Tal vez sí. O quizá no. ¿Quién sabe si sea cierto que su voz está apenas dormida en dos cilindros de cera, aguardando una fecha para sorprendernos con frase desconocida?
Es posible que él y Thomas Edison se hayan encontrado en el bullicio de Nueva York y decidieran que una expresión del genio del pensamiento debía registrarse en un aparato del genio de la inventiva para esperar un futuro que a ambos les era demasiado familiar.
Hay quien sugiere, para dejarnos más golosos de la esperanza, que la jornada haya sido aquella sublime y única del 24 de mayo de 1893 en Hardman Hall, donde Rubén Darío estuvo a su lado en discurso patriótico con talante de alumno emocionado que en un abrazo recibió este saludo:
—¡Hijo!
Un fonógrafo: en esta época de máquinas inteligentes y otras no tanto, doy ahora mismo mi reino de ansias por un fonógrafo, uno que tiente con imanes de reverencia esos perdidos cilindros de histórica geometría, hechos con la cera precisa de la virtud.
Quiero escuchar a mi Delegado y que su voz, habitual vehículo de los intrépidos, me haga en la masa de las chavetas un puesto de simple tabaquero, un sitio de patriota arrobado frente a su manantial de timbre inédito que, si tatuaba el alma de los hombres, qué no podría hacer con un aparato hecho precisamente para grabar.
Así como le conozco a él sin verle, sin escucharla sé de memoria su voz de padre: noble el acero, lisa la cumbre de autoridad.

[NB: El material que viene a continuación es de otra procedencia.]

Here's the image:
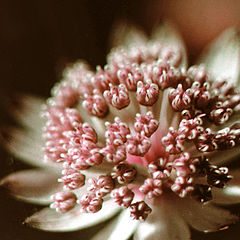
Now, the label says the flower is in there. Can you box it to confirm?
[1,23,240,240]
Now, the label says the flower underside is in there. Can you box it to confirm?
[41,39,240,221]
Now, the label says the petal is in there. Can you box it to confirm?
[109,21,147,48]
[9,94,45,133]
[152,22,188,68]
[0,127,56,168]
[176,197,238,232]
[0,169,61,204]
[198,28,240,86]
[158,90,178,134]
[209,146,240,166]
[134,197,190,240]
[212,170,240,204]
[91,210,138,240]
[25,199,121,231]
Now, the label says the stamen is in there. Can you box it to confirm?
[111,163,137,184]
[129,201,152,221]
[207,166,232,188]
[148,157,172,179]
[105,117,130,145]
[171,176,194,198]
[117,64,143,91]
[78,193,103,213]
[173,153,196,177]
[162,127,184,154]
[134,112,159,137]
[88,175,115,197]
[59,168,85,190]
[102,144,127,164]
[50,191,77,213]
[126,133,151,156]
[104,83,130,109]
[94,66,118,93]
[191,184,212,203]
[169,84,193,111]
[111,186,134,208]
[139,178,163,199]
[83,90,109,118]
[136,80,159,106]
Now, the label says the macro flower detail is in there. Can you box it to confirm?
[1,23,240,240]
[50,191,77,213]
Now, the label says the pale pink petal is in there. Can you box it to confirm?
[91,210,138,240]
[0,127,55,168]
[109,21,147,48]
[25,199,121,231]
[152,22,188,68]
[199,28,240,86]
[212,170,240,204]
[134,197,190,240]
[175,197,238,232]
[0,169,61,204]
[10,94,45,132]
[158,90,177,134]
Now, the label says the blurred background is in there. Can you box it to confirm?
[0,0,240,239]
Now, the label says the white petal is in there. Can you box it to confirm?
[158,90,177,134]
[109,21,147,48]
[0,169,61,204]
[1,127,56,168]
[134,197,190,240]
[176,197,238,232]
[199,28,240,87]
[212,170,240,204]
[91,210,138,240]
[25,199,121,231]
[152,22,188,68]
[10,94,45,132]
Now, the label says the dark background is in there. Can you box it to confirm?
[0,1,240,239]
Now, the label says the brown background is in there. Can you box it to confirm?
[0,1,240,239]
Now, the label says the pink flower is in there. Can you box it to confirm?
[1,23,240,240]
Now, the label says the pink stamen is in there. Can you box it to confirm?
[50,191,77,213]
[139,178,163,199]
[134,112,159,137]
[104,83,130,110]
[88,175,115,197]
[129,201,152,221]
[59,168,85,190]
[111,186,134,208]
[111,163,137,184]
[126,133,151,156]
[79,193,103,213]
[83,90,109,118]
[136,80,159,106]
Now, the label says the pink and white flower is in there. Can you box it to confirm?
[1,23,240,240]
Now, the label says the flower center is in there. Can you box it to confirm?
[42,42,240,221]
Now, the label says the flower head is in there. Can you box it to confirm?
[1,23,240,239]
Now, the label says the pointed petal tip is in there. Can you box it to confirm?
[198,27,240,85]
[0,174,18,194]
[23,214,45,230]
[109,20,147,49]
[22,199,121,232]
[0,169,61,205]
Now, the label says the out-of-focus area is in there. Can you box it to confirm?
[0,1,240,240]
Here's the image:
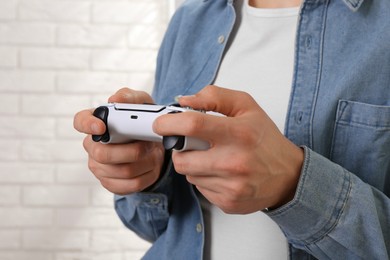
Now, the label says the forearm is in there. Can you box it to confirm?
[268,147,390,259]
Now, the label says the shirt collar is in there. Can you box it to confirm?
[229,0,365,12]
[342,0,365,11]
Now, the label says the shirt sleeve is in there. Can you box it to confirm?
[114,159,174,242]
[267,146,390,259]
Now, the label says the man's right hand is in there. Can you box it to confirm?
[73,88,165,195]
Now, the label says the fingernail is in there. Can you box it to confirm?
[174,95,183,102]
[174,94,194,103]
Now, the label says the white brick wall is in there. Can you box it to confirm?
[0,0,172,259]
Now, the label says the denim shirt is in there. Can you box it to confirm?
[114,0,390,259]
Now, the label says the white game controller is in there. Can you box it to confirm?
[92,103,217,151]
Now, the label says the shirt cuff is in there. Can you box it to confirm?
[267,146,352,246]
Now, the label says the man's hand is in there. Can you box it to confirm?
[74,88,165,195]
[153,85,303,213]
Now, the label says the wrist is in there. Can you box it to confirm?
[271,144,304,209]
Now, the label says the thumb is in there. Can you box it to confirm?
[178,85,259,117]
[108,87,154,104]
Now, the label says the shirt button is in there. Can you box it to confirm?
[150,198,160,204]
[305,36,312,49]
[295,111,303,124]
[218,35,225,44]
[196,223,202,233]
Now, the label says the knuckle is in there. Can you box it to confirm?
[87,159,98,174]
[152,116,163,132]
[136,90,153,103]
[185,113,205,135]
[73,112,80,130]
[202,85,219,97]
[237,90,253,101]
[218,198,238,214]
[92,145,110,163]
[150,145,164,166]
[130,143,144,162]
[229,181,252,199]
[82,136,89,151]
[99,178,114,192]
[172,155,189,174]
[231,159,251,176]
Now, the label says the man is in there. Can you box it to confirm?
[74,0,390,258]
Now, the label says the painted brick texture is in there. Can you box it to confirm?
[0,0,174,259]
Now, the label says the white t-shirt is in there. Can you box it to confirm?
[201,0,299,259]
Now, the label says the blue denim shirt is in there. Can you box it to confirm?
[114,0,390,259]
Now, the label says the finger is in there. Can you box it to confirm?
[108,87,154,104]
[172,148,238,176]
[179,85,260,117]
[83,137,158,164]
[153,110,230,142]
[88,156,155,180]
[74,109,106,135]
[98,170,159,195]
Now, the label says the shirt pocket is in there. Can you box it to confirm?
[330,100,390,193]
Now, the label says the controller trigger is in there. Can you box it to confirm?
[92,106,110,142]
[168,110,182,114]
[163,136,185,150]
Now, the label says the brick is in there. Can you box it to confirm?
[0,186,21,205]
[56,208,122,228]
[58,24,127,47]
[0,116,56,138]
[91,186,115,207]
[0,252,52,260]
[56,252,122,260]
[23,229,89,249]
[0,140,20,161]
[57,117,86,139]
[19,0,90,22]
[23,185,89,206]
[0,0,17,20]
[0,93,19,115]
[0,70,55,93]
[0,230,20,249]
[91,229,151,252]
[91,94,115,107]
[0,0,171,257]
[91,49,157,72]
[0,47,18,68]
[21,94,90,116]
[92,1,163,24]
[0,163,55,183]
[124,251,149,260]
[128,24,165,48]
[56,163,98,184]
[0,207,53,227]
[57,71,128,94]
[21,48,90,69]
[128,72,155,94]
[21,140,87,162]
[0,23,55,45]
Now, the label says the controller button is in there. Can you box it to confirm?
[163,136,185,150]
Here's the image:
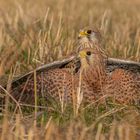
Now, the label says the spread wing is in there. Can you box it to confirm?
[12,55,76,87]
[107,58,140,73]
[1,55,140,88]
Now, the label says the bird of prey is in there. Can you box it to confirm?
[4,47,140,105]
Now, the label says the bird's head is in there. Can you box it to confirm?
[77,28,102,52]
[78,28,101,43]
[78,48,106,69]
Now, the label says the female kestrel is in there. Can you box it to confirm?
[9,47,140,105]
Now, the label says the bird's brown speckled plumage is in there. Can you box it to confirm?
[9,47,140,105]
[109,68,140,104]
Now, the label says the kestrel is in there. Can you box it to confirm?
[9,47,140,105]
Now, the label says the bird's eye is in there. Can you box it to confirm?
[86,30,92,34]
[86,51,91,56]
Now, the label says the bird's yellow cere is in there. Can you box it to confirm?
[78,30,88,38]
[79,50,87,58]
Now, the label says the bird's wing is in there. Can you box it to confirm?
[2,55,140,87]
[107,58,140,73]
[11,55,76,86]
[108,58,140,65]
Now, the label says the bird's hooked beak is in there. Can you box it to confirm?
[78,30,88,39]
[79,50,87,59]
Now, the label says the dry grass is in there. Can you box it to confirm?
[0,0,140,139]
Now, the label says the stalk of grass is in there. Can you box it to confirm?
[95,123,103,140]
[33,70,37,127]
[76,69,83,116]
[72,74,76,117]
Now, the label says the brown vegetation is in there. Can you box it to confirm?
[0,0,140,139]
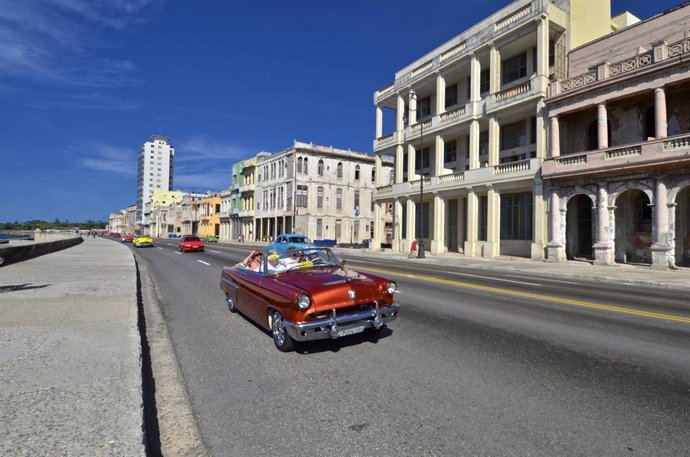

Su voz, raro arcoíris que incluye el negro y no niega el gris. Es la música hablada que Gabriela Mistral, aun sin oírla, ponderó porque siendo viril seguía tan dulce. Así como ella, yo quiero más.
En todo caso, Edison habría tenido por aquel poeta muy lector de la ciencia, más que adicto a la Patria, la cómplice admiración que era de esperar. La que conmovió a Bernardo Figueredo al ubicar su timbre un tanto en la viola, un tanto en oboe. El genio estadounidense tendría, al grabarlo, un asombro parecido al de los campesinos sin escuela y los mambises sin letras que, no más escuchar al Delegado, se rindieron sin condiciones a su palabra.
Es la atracción de Darío, que mucho después del único encuentro y de la muerte de su Maestro que él reseñara en azul protesta, describió a aquel amable león «…que pudiendo desjarretar, aplastar, herir, morder, desgarrar, fue siempre seda y miel hasta con sus enemigos».
Por eso es que coloco este cartel: se busca una voz de la justicia, prófuga (que no al revés); una voz ya demasiado ausente de las orejas de su Isla. En efecto, señor Martí, queremos más que sus escritos, más que su pensamiento inquieto y sus personales objetos que son tan nuestros.
Queremos su voz, y fuimos a pedirle ayuda al mismísimo Edison, un hombre muy sabio, según se dice. Y si falla la ciencia, para llenar cilindros que la devuelvan las abejas de Cuba, cual si fueran laboriosos tabaqueros, harán cera nueva con la miel de su causa. Esta vez no quedaremos sin escucharle.